Ye’s collaborations with Kid Cudi are amongst his most revered. In June 2018 - nearly a decade on from 808s - the duo reunited under the banner of Kids See Ghosts. Their long-awaited collaborative LP was a far cry from the understated melancholy of the past, offering a psychedelic vision of emotional fortitude and spiritual redemption. Though it wasn’t what fans had clamoured for, it seems fitting that, a decade on, the minds behind one of the era’s most emotionally potent records reunite for a life-affirming celebration.
In the ten years since the release of Kanye West’s 808s and Heartbreaks, music has changed. Whilst much of our current musical climate was influenced by other significant records and trends, many of hip hop’s new superstars have been directly influenced and inspired by that trailblazing 2008 release.

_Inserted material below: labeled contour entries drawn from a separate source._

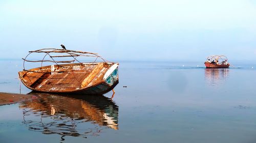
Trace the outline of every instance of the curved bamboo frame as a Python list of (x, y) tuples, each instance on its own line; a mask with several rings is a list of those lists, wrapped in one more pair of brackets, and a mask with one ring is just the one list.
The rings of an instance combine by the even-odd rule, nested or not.
[[(80, 61), (77, 60), (77, 58), (78, 56), (90, 56), (90, 57), (95, 57), (96, 58), (95, 60), (92, 62), (92, 64), (93, 64), (94, 63), (96, 62), (97, 60), (99, 58), (104, 63), (107, 63), (109, 62), (108, 61), (105, 60), (105, 59), (103, 59), (101, 56), (99, 55), (98, 53), (92, 53), (92, 52), (84, 52), (84, 51), (75, 51), (75, 50), (66, 50), (66, 49), (56, 49), (56, 48), (44, 48), (44, 49), (41, 49), (39, 50), (36, 50), (34, 51), (29, 51), (29, 53), (27, 55), (27, 56), (25, 57), (25, 58), (22, 58), (22, 59), (24, 60), (23, 62), (23, 70), (24, 71), (30, 71), (30, 72), (33, 72), (32, 71), (29, 71), (28, 70), (26, 69), (25, 68), (25, 62), (33, 62), (33, 63), (36, 63), (36, 62), (40, 62), (41, 63), (41, 68), (42, 67), (42, 63), (44, 62), (52, 62), (52, 63), (55, 63), (55, 64), (57, 66), (58, 66), (58, 63), (67, 63), (67, 64), (70, 64), (70, 63), (79, 63), (81, 64), (82, 64), (82, 62)], [(35, 61), (35, 60), (28, 60), (27, 58), (31, 54), (31, 53), (45, 53), (45, 56), (42, 58), (42, 60), (39, 60), (39, 61)], [(59, 53), (60, 55), (51, 55), (50, 54), (51, 53)], [(48, 55), (49, 57), (50, 57), (52, 61), (51, 60), (45, 60), (45, 58), (47, 57), (47, 56)], [(56, 59), (60, 59), (61, 58), (67, 58), (67, 57), (72, 57), (73, 59), (74, 59), (72, 60), (70, 60), (70, 61), (56, 61)], [(42, 72), (43, 72), (42, 71)]]

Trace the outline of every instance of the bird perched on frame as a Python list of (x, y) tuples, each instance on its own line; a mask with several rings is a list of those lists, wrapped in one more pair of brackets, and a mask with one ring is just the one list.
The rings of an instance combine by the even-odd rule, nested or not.
[(65, 50), (66, 49), (65, 46), (64, 46), (64, 45), (63, 45), (62, 44), (60, 45), (60, 46), (61, 46), (61, 47), (62, 47), (62, 48), (65, 49)]

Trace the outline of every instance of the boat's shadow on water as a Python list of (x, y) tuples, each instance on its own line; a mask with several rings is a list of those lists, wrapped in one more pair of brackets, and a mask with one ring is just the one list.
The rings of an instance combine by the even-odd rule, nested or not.
[(99, 135), (118, 128), (118, 107), (103, 95), (30, 93), (32, 100), (20, 103), (24, 124), (30, 131), (65, 136)]
[(227, 68), (206, 68), (204, 72), (205, 79), (210, 86), (221, 85), (229, 78), (229, 69)]

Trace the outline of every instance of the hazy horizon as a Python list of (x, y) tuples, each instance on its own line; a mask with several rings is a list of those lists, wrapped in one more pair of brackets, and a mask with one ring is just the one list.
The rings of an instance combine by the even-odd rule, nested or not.
[(1, 1), (0, 15), (2, 59), (62, 44), (109, 60), (256, 61), (253, 1)]

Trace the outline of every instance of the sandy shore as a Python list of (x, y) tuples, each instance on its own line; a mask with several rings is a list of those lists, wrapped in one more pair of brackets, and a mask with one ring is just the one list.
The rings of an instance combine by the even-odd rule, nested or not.
[(33, 96), (31, 95), (0, 92), (0, 105), (15, 103), (32, 98)]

The impact of 808s is often framed in black-and-white terms, ones which are sometimes easy to dismiss as outright exaggerations. It’s hardly the first album to introduce introspection and emotion into hip hop: that’s been a mainstay of the genre since the days of BDP and Public Enemy, and acts such as Tupac, 50 and Jay had explored the heartfelt trials and tribulations of street life. Despite this, the extent to which they explored these ideas left only a mild impact, and the times at which they did so failed to align with greater paradigm shifts in the genre.
What West’s fourth album did do was take advantage of the void left by the success of 2008’s Graduation. After popularly usurping bling-era gangsterism with his house-infused backpack rap, West left a large stylistic void in mainstream hip hop. That’s not to say there weren’t trends during the 18 months between the two records: it was the lack of dominance amongst these strains that allowed for a strong musical contention. The question that needed to be answered was simple: where is hip hop heading?

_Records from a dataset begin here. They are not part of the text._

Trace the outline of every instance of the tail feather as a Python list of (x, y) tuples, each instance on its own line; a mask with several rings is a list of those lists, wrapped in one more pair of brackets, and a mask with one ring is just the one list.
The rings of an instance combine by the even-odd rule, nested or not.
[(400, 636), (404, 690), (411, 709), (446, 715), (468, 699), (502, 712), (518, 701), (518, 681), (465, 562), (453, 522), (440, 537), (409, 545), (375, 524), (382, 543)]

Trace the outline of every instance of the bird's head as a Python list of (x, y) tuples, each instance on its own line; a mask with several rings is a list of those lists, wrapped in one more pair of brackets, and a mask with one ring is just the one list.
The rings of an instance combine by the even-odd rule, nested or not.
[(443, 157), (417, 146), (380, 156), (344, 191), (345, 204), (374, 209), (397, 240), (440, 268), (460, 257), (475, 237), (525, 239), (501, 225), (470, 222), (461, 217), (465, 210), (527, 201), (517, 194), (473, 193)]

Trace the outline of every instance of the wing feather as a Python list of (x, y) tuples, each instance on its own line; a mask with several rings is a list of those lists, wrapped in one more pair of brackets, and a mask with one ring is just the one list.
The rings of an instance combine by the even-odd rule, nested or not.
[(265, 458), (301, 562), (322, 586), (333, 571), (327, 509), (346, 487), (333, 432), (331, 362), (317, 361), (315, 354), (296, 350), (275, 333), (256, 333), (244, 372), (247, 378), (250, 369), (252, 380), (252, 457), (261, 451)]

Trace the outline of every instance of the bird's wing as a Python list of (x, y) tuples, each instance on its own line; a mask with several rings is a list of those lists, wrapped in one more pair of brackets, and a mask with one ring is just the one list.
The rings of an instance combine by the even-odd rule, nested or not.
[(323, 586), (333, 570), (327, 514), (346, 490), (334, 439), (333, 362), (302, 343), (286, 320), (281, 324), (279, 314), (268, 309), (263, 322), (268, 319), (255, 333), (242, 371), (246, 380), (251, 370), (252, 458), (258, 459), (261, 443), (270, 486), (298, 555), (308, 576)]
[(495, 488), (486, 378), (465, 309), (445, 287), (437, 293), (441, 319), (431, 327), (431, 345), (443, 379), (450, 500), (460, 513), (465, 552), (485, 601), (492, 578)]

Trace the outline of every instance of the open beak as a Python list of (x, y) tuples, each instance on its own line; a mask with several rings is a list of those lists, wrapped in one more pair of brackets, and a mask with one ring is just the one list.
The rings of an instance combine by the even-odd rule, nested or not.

Enshrining a sound takes more than just initiative: it takes a certain level of cultural ubiquity, which provides the reach necessary to inform fans and peers alike. With this in mind, it’s worth noting that it wasn’t even West who provided the blueprint: that credit belongs to Kid Cudi, whose debut mixtape, A Kid Named Cudi, earned him a place in the studio. Whilst his ideas would be workshopped and refined by the greater team, the thematic essence of 808s - the most enduring aspect of the tape - was originally his. Though the general sound was developing prior, Cudi couldn’t have ushered in the era alone, as his success, whilst moderate, wasn’t the kind that could be adequately mobilised. In this way, it was a truly collaborative effort: Cudi brought his intrepid vision, whilst West brought his fame, influence and noted ability to wrangle the best from his collaborators.

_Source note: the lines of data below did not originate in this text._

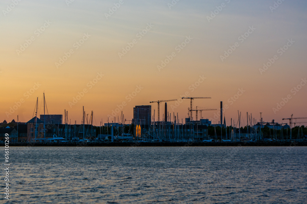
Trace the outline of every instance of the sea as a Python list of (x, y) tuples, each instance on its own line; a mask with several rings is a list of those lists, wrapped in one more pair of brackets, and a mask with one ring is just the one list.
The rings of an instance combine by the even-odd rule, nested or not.
[(10, 147), (0, 202), (307, 203), (307, 147), (187, 146)]

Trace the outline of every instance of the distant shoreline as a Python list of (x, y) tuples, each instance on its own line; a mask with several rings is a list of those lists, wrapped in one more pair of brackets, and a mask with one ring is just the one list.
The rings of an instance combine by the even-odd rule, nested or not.
[[(307, 139), (277, 140), (269, 142), (68, 142), (10, 143), (11, 147), (269, 147), (306, 146)], [(3, 147), (4, 143), (0, 146)]]

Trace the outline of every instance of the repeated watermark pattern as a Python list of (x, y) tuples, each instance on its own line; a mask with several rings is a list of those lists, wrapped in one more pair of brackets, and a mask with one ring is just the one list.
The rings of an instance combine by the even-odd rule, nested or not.
[[(183, 48), (185, 47), (187, 45), (190, 43), (193, 39), (193, 38), (191, 37), (191, 35), (189, 35), (188, 36), (186, 36), (184, 41), (180, 44), (178, 44), (178, 45), (175, 47), (175, 50), (177, 51), (177, 53), (179, 53), (180, 52)], [(159, 71), (161, 71), (161, 69), (165, 67), (166, 65), (173, 60), (174, 57), (176, 57), (177, 55), (176, 52), (173, 52), (169, 55), (167, 55), (166, 56), (166, 58), (164, 60), (161, 61), (160, 65), (157, 65), (157, 66)]]
[(136, 36), (138, 38), (137, 39), (134, 39), (132, 40), (131, 42), (127, 43), (128, 45), (126, 47), (122, 48), (122, 51), (121, 52), (118, 53), (118, 56), (119, 57), (119, 59), (121, 59), (122, 57), (123, 57), (125, 55), (128, 53), (128, 52), (131, 50), (131, 48), (134, 46), (135, 44), (138, 43), (138, 40), (140, 40), (142, 38), (145, 36), (148, 32), (154, 26), (151, 24), (151, 23), (147, 24), (147, 26), (142, 31), (138, 33)]
[[(125, 0), (125, 1), (126, 0)], [(109, 8), (109, 11), (107, 13), (104, 13), (104, 16), (106, 17), (106, 18), (107, 20), (109, 17), (111, 17), (111, 16), (114, 14), (114, 13), (117, 11), (117, 9), (119, 8), (121, 5), (122, 5), (125, 3), (124, 0), (119, 0), (118, 3), (115, 3), (113, 4), (114, 6), (112, 8)]]
[[(236, 94), (235, 94), (233, 96), (231, 96), (227, 100), (227, 102), (229, 104), (225, 104), (224, 106), (222, 107), (222, 111), (223, 113), (225, 113), (226, 110), (229, 108), (230, 106), (231, 106), (234, 104), (234, 102), (237, 101), (240, 97), (243, 95), (243, 94), (246, 91), (246, 90), (243, 89), (243, 88), (238, 89), (238, 91)], [(214, 113), (213, 118), (211, 117), (209, 118), (209, 120), (211, 121), (216, 121), (219, 118), (220, 118), (221, 111), (220, 110), (218, 111), (216, 113)], [(222, 121), (221, 121), (221, 123)]]
[[(288, 39), (286, 44), (282, 47), (281, 47), (277, 50), (276, 51), (277, 54), (279, 54), (279, 56), (281, 56), (295, 42), (295, 41), (293, 40), (292, 38), (291, 39)], [(263, 72), (267, 70), (279, 58), (277, 54), (274, 55), (272, 58), (269, 58), (268, 59), (268, 61), (266, 63), (263, 63), (263, 67), (262, 68), (259, 69), (259, 72), (260, 72), (260, 74), (262, 75)]]
[(290, 93), (292, 94), (287, 94), (285, 97), (282, 98), (281, 100), (279, 103), (277, 103), (276, 107), (272, 109), (274, 114), (276, 114), (277, 112), (279, 111), (282, 107), (285, 106), (286, 104), (289, 102), (289, 101), (292, 98), (292, 96), (294, 95), (299, 91), (307, 83), (307, 80), (306, 78), (302, 79), (301, 82), (296, 86), (294, 87), (290, 90)]
[(270, 6), (269, 7), (269, 8), (271, 10), (271, 13), (273, 13), (273, 11), (276, 10), (284, 1), (285, 0), (277, 0), (276, 1), (274, 2), (273, 6)]
[(169, 7), (169, 10), (170, 10), (172, 9), (172, 7), (173, 7), (175, 6), (175, 5), (177, 4), (177, 2), (180, 1), (180, 0), (173, 0), (170, 3), (168, 3), (167, 6)]
[(19, 2), (21, 1), (21, 0), (12, 0), (12, 3), (10, 5), (8, 5), (6, 6), (6, 9), (5, 10), (2, 10), (2, 13), (4, 16), (6, 16), (6, 15), (9, 14), (9, 13), (12, 11), (14, 8), (19, 3)]
[[(6, 163), (9, 162), (9, 159), (10, 158), (10, 135), (9, 134), (6, 133), (4, 139), (4, 161)], [(4, 164), (4, 170), (5, 171), (5, 176), (4, 177), (4, 181), (7, 183), (5, 183), (5, 187), (4, 187), (5, 192), (4, 194), (6, 196), (4, 197), (6, 199), (9, 200), (10, 198), (10, 166), (9, 164)]]
[(79, 101), (84, 97), (85, 94), (88, 92), (88, 90), (91, 89), (96, 85), (98, 81), (102, 79), (103, 77), (104, 76), (104, 75), (102, 74), (101, 72), (100, 73), (97, 72), (96, 77), (86, 84), (86, 87), (88, 87), (88, 89), (85, 88), (80, 91), (78, 91), (77, 95), (75, 97), (74, 97), (72, 98), (72, 100), (71, 102), (69, 101), (68, 102), (69, 107), (72, 108), (76, 105)]
[[(253, 33), (256, 28), (254, 27), (254, 26), (249, 26), (248, 29), (244, 34), (241, 35), (238, 38), (238, 40), (240, 41), (241, 43), (243, 43), (244, 41), (247, 39), (247, 38), (250, 35)], [(232, 53), (237, 49), (237, 48), (240, 46), (240, 43), (238, 42), (236, 42), (232, 45), (230, 45), (230, 49), (224, 51), (224, 54), (223, 55), (220, 55), (220, 57), (221, 58), (221, 60), (222, 62), (223, 62), (224, 60), (229, 56), (230, 54)]]
[[(229, 4), (230, 2), (230, 0), (225, 0), (225, 1), (227, 4)], [(222, 11), (224, 8), (226, 7), (227, 5), (227, 4), (224, 3), (222, 3), (220, 6), (216, 6), (215, 7), (216, 8), (216, 9), (211, 11), (211, 14), (210, 16), (207, 16), (207, 20), (208, 20), (208, 22), (210, 23), (210, 20), (213, 20), (213, 19), (215, 18), (217, 15), (220, 13), (220, 12)]]
[[(33, 88), (30, 89), (24, 93), (23, 96), (25, 97), (25, 99), (29, 98), (41, 86), (41, 84), (39, 83), (38, 82), (34, 83)], [(6, 115), (6, 117), (8, 118), (10, 116), (15, 113), (15, 111), (21, 106), (22, 104), (24, 103), (25, 101), (25, 98), (21, 98), (17, 101), (15, 102), (15, 105), (10, 107), (10, 110), (6, 112), (5, 114)]]
[(32, 44), (33, 41), (35, 40), (36, 37), (38, 37), (41, 34), (43, 33), (43, 32), (46, 30), (46, 29), (49, 27), (50, 24), (52, 23), (52, 22), (50, 22), (49, 20), (45, 20), (45, 23), (40, 28), (37, 28), (34, 32), (34, 35), (31, 36), (29, 39), (27, 39), (25, 40), (25, 43), (23, 44), (21, 44), (20, 48), (19, 50), (16, 49), (16, 52), (17, 55), (19, 56), (19, 55), (22, 53), (25, 50), (26, 48), (29, 47), (29, 46)]
[(69, 4), (71, 4), (72, 2), (75, 1), (75, 0), (65, 0), (65, 3), (67, 6), (69, 6)]
[(135, 90), (132, 91), (131, 93), (129, 94), (126, 96), (126, 97), (125, 98), (126, 100), (124, 101), (119, 105), (116, 105), (117, 108), (115, 108), (115, 109), (112, 110), (111, 115), (108, 115), (108, 117), (112, 118), (113, 117), (116, 116), (124, 108), (124, 107), (127, 106), (127, 102), (129, 102), (131, 101), (132, 99), (136, 96), (137, 95), (138, 95), (138, 94), (140, 93), (141, 91), (143, 88), (144, 88), (144, 87), (142, 87), (141, 85), (137, 86)]
[(73, 49), (70, 49), (67, 52), (64, 52), (63, 56), (60, 57), (59, 62), (55, 62), (54, 64), (55, 65), (57, 69), (58, 69), (59, 67), (62, 66), (64, 64), (64, 63), (72, 55), (75, 53), (75, 51), (79, 49), (80, 46), (82, 46), (84, 42), (87, 40), (88, 39), (88, 38), (91, 36), (91, 35), (88, 35), (88, 33), (84, 33), (83, 34), (83, 36), (81, 39), (76, 41), (76, 42), (72, 45), (72, 47)]
[(199, 77), (198, 79), (196, 81), (192, 83), (188, 87), (188, 90), (190, 90), (190, 91), (185, 91), (184, 94), (180, 95), (179, 96), (179, 98), (176, 101), (174, 104), (171, 105), (170, 107), (172, 110), (173, 111), (175, 109), (179, 107), (180, 104), (183, 102), (183, 98), (186, 98), (189, 96), (191, 94), (193, 93), (195, 89), (197, 88), (200, 86), (200, 84), (204, 81), (205, 80), (207, 79), (207, 77), (204, 77), (203, 75), (201, 76), (199, 75)]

The fact that hip hop’s biggest star - as West assuredly was at the time - would release a project so unprecedented and daring was a testament to his vision. The fact that he pulled it off? That’s testament to his talents. Artists such as Drake, Chance, Gambino, Frank Ocean, James Blake, Travis Scott, Trippie Redd, KYLE and Jaden Smith have all taken cues from the record, ones which have helped inform both their thematic and sonic palettes. The reach is so extensive that it’s hard to envisage a rap scene without West’s groundbreaking effort: what would a 2018 without Scorpion and Astroworld look like? What would fill that void? How would things have played out without Nothing Was The Same, or Because The Internet, or Blonde?
I guess we’ll never know, and that’s fine by me.